Демка схватил большую картофелину, наскоро очистил ее, окунул в соль и целиком отправил в рот. Щеки у него надулись, а лицо сморщилось и перекосилось. На глазах показались слезы.
— Ох и солоно!
— Обдувай, — лаконично бросил Толя.
— Поспешишь — людей насмешишь, — заметил Ленька.
Ребята усердно работали челюстями. В тишине было слышно лишь аппетитное причмокивание.
Наевшись, Ленька отошел в тень рябины, единственного лиственного дерева, каким-то чудом занесенного сюда, лег на траву и, пожевывая травинку, как бы между прочим, проговорил:
— Ведь я вас не зря в Темный бор привел. Позавчера довелось услышать разговор. Никита собирается сюда. Пусть являются теперь, поищут грибочков, а их тут — кот наплакал. Смехота! Якишев лопнет от злости. Знаете, что сказал он, когда мы у Сафоновых огород очистили? «Прекратите, говорит, разбой.
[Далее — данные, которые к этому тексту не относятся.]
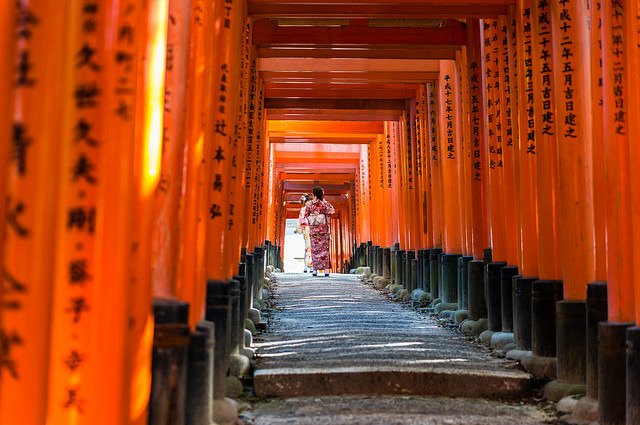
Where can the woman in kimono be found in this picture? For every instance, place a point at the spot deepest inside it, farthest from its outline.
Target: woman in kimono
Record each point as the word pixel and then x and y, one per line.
pixel 318 213
pixel 304 230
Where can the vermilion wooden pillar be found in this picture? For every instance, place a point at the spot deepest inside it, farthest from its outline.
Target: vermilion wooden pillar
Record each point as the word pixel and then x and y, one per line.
pixel 398 165
pixel 546 145
pixel 190 285
pixel 617 167
pixel 223 117
pixel 70 394
pixel 478 159
pixel 464 165
pixel 31 199
pixel 509 136
pixel 7 23
pixel 404 215
pixel 573 100
pixel 382 209
pixel 435 169
pixel 364 220
pixel 494 140
pixel 415 231
pixel 393 189
pixel 632 33
pixel 597 143
pixel 254 131
pixel 422 167
pixel 527 150
pixel 147 159
pixel 237 152
pixel 449 155
pixel 167 198
pixel 116 204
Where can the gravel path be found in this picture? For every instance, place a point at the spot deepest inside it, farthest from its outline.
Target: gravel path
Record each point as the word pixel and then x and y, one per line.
pixel 339 322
У Сафоновых восемь ребят и отец инвалид: фашисты грудь прострелили из автомата!» Вишь, разбойниками нас выказывают, а много ли мы взяли-то!
— Про Сафонова он верно сказал, — заметил Демка.
— Верно! А ты почему лазил?
— Не полезу больше.
Ленька замолчал. Он мечтательно смотрел в синеву неба и чему-то улыбался.
Мечта — великое дело. Она-то и делает жизнь интересной, изобретает машины, находит новые металлы.
Оказывается, и у Леньки имелась она, живая, лучезарная, дерзкая.
Прочитав однажды о том, что есть на свете чудесное дерево — артокарпус (на нем растут плоды, заменяющие людям хлеб), Ленька размечтался. Он не думал о том, чтобы вырастить хлебные деревья у себя, нет! Он мечтал сконструировать и построить новый, совершенный комбайн. По мысли изобретателя эта машина будет убирать, обмолачивать, сушить и молоть зерно на муку прямо в поле. И тут же в поле, если нужно, выдавать людям готовую продукцию: хлеб, баранки, пряники, макароны, вермишель, манную крупу… «Тогда бы я пришел к Глухих, — мечтал Колычев, — и сказал: «Дорогой Илья Васильевич! Дарю вам такой самоходный комбайн, какого еще ни в одной другой стране мира нет!» Хорошо было бы».